The uniqueness of a city isn't just in its iconic skyline or monument or bridge, either. Paris isn't Parisian because of the Eiffel Tower. It's more like, Paris is the only city in the world that could have extruded the Eiffel Tower in its midst.
Geography and climate are certainly a big part of the story: the city on the skinny island that needed skyscrapers and elevators to keep thriving expresses that same dense, humming Manhattan-ness in everything--and according to histories I've read, has done so almost since its inception. It is what it is, all the way down.
I know this is also true of my hometown. From the outside, Portland may look ridiculously self-parodying, but if it weren't basically like that, Fred and Carrie would lack material for "Portlandia." The little city built on mud and tree-stumps under gray skies, by people who couldn't be bothered with the Gold Rush...I mean, that's us. Working, but not all that hard-working, you know? Why get fancy when you're just going to track the mud in?
I've watched Portland remake itself completely since my childhood, and it always seems to make itself into Portland. No matter how much it changes, it never becomes San Francisco or Seattle or Vancouver--IKEA notwithstanding.
We don't have an Eiffel Tower, but as long as there's a guy downtown dressed as Darth Vader riding a unicycle while playing flaming bagpipes, I'm not too worried about the big box stores.
no subject
Me, personally, though, I measure a city largely by its bookstores and Portland has the best. As long as Cameron's is there-- I know, everyone loves Powell's, but Cameron's has my heart-- we'll be visiting every so often.
no subject
The bookstore thing is odd, isn't it? Was the survival of Powell's and Cameron's (long enough to become the groovy new thing) just the luck of the draw? Or is there some amazing Portlandy juxtaposition of things that demanded their continued existence? How much does cool-shit-that-becomes-cliche (bikes, food cart pods, microbreweries) happen because we've started to believe our own legend so we rubberstamp more cool-shit-likely-to-be-tomorrow's-cliches?
It's hard to say. But I do think Portland and Seattle are first cousins and share a lot of DNA.
no subject
Everything's the same but nothing's quite the same, from place to place. Most settlements are built on riverbanks, but in Varanasi, there are funeral pyres on the bank, in Dublin there's a boardwalk full of junkies, in London the pretty parliament buildings that overlook the water resemble a cathedral but are actually full of politicians... Personally I prefer the junkies and the pyres. :)

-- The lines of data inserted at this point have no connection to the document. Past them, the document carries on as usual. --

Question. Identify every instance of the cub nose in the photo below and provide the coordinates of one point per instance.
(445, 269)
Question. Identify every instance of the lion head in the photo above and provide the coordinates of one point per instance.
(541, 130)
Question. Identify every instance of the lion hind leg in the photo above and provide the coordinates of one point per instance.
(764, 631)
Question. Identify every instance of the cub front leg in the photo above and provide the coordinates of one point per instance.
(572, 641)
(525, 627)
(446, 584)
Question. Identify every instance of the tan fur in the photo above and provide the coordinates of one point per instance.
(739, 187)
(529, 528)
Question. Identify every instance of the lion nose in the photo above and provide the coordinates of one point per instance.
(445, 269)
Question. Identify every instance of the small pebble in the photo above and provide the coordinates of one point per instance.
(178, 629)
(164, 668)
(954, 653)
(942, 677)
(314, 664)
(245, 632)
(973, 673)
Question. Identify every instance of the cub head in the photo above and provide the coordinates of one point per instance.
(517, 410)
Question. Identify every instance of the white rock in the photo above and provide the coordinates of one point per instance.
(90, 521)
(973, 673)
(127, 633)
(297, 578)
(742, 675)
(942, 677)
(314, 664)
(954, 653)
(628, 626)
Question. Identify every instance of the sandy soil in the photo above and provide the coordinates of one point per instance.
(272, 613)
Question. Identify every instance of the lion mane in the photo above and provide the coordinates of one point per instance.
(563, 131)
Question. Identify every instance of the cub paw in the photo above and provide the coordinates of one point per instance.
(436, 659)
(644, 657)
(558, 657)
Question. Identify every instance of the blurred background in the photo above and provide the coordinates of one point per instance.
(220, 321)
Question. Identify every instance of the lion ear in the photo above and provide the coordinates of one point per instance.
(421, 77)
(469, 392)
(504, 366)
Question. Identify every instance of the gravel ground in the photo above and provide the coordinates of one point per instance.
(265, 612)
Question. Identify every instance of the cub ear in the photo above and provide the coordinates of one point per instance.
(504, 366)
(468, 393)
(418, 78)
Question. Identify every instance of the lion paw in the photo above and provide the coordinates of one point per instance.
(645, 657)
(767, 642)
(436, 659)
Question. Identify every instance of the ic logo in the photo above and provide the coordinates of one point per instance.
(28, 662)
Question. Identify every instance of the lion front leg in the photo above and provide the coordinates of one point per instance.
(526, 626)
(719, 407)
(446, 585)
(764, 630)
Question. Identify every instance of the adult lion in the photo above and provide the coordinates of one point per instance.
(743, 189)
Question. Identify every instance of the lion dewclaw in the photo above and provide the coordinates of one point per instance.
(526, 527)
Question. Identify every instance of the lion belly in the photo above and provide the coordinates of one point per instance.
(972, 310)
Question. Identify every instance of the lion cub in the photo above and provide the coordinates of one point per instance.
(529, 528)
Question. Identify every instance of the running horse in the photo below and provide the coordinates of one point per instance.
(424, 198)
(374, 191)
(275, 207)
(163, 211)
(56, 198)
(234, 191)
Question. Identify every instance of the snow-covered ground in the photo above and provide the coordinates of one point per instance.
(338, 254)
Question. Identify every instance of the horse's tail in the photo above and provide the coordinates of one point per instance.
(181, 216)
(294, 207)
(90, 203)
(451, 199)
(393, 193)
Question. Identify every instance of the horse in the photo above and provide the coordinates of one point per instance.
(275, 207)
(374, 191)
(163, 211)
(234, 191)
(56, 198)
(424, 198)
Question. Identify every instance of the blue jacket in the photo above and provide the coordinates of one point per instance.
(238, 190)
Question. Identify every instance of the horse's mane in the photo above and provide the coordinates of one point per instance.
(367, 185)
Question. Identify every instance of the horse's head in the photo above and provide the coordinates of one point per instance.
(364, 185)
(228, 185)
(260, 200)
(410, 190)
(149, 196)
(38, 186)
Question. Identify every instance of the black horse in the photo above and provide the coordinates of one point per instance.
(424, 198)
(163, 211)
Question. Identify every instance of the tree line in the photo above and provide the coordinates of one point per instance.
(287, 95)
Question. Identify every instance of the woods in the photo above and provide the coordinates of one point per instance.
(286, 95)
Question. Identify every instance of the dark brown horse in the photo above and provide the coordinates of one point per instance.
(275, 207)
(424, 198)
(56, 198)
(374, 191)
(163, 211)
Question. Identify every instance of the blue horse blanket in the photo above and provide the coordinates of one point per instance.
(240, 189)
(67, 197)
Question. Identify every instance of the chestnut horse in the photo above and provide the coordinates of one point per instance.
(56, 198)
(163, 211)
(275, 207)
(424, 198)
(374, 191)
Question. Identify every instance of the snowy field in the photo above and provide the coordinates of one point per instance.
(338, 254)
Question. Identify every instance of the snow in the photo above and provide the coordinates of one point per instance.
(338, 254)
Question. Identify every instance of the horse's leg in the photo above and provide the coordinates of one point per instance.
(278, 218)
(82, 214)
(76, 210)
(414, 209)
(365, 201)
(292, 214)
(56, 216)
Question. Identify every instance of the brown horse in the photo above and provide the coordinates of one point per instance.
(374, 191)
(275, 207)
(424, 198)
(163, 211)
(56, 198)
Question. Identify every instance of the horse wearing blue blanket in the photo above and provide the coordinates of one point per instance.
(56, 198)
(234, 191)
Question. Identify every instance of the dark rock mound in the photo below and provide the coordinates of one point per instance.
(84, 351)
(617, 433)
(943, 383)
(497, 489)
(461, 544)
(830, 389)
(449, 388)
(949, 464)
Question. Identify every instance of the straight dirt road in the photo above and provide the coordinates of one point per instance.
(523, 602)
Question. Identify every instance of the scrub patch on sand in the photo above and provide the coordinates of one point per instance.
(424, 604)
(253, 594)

I think it's quite clear in some places how the settlement grew. In York, the core of the city is Viking, Roman, and Medieval, but the next ring of buildings outside the walls is Victorian and the next outside that is Edwardian, and so on as though drawn in concentric circles by an over-sugared child with a new compass, until the modern suburbs with their shopping areas with their identikit stores, that are the same as every major town in England. But the core is unique.
I've watched Portland remake itself completely since my childhood, and it always seems to make itself into Portland.
I love that. :)
no subject
Hard to imagine big-box malls ever taking on that patina, though, isn't it?
And yes, on the whole, I think I prefer funeral pyres and junkies to politicians, though I'd be lying if I said I didn't find London's great riverfront beautiful. Or Portland's, for that matter.